Conhecer e reconhecer a existência e singularidade de quem teceu e tece nossa história ao mesmo tempo em que se insurge contra seu próprio apagamento é o desafio de um conjunto dos curtas reunidos. Em Antonieta, acompanhamos a saga de uma mulher negra em defesa da educação. Conectando as memórias da vivência com os índios xavantes e o candomblé, a história de Abigail emerge das imagens de arquivo e da mise-en-scène partilhada. Em O Retrato de Carmem D., as nuances da psique humana desdobram-se nas relações familiares e no cotidiano de uma mãe com sua filha, que fazem da câmera testemunha e analista. Seu Osvaldo, o primeiro dj do Brasil, era negro e organizava bailes como alternativa para a segregação social e racial. Sua Orquestra invisível Let’s Dance era mais que uma festa, lugar de afirmação, pelos corpos, de uma comunidade, que o documentário trabalha para reinscrever na história.

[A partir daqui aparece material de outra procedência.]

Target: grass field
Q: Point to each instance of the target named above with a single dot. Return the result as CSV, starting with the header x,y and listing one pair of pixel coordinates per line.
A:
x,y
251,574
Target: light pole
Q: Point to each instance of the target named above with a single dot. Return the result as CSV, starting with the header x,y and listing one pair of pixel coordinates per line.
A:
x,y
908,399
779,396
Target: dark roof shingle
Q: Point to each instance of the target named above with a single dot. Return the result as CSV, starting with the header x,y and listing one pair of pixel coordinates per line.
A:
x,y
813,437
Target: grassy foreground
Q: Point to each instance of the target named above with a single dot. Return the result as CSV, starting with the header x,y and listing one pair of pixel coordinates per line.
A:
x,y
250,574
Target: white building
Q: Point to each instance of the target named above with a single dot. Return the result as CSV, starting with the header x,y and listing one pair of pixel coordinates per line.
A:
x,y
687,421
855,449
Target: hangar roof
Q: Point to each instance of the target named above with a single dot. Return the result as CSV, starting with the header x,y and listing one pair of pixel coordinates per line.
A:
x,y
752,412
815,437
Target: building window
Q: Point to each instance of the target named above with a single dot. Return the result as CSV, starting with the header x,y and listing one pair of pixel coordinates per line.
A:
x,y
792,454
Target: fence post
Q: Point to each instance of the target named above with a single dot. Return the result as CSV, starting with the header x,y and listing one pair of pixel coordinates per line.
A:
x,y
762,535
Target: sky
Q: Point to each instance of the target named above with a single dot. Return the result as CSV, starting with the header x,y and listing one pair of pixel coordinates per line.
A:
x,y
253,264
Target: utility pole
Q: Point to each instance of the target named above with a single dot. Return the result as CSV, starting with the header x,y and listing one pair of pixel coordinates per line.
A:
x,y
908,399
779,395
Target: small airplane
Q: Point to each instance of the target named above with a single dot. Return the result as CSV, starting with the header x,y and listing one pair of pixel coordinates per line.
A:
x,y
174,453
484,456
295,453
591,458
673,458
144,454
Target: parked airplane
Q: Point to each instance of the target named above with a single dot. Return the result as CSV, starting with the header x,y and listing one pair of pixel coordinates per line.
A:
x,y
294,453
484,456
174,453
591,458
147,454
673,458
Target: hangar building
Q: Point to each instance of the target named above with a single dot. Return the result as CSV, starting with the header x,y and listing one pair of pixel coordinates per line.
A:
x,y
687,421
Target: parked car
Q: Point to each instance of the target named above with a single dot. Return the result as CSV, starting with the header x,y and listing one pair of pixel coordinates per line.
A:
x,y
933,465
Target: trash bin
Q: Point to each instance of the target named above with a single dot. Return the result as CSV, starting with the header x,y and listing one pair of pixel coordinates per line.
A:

O mundo não quer que voemos, nos quer com os pés no chão, amarrados a instâncias que reproduzem valores antiquados, estudando e trabalhando sem perguntar para quê ou para onde. Vítor com sua capa e Jonas em cima do trapézio mostram que não é cedo nem tarde demais para sonhar e lutar por isso. Em O voo e Jonas e o circo sem Lona, acompanhamos o tecer dessas fantasias, e por que não, realidades, onde a câmera que observa é a mesma que fica de lado, deixando as mãos livres para amparar as quedas e dizer que a história não acaba aí; é sempre tempo de voar, para atravessar abismos.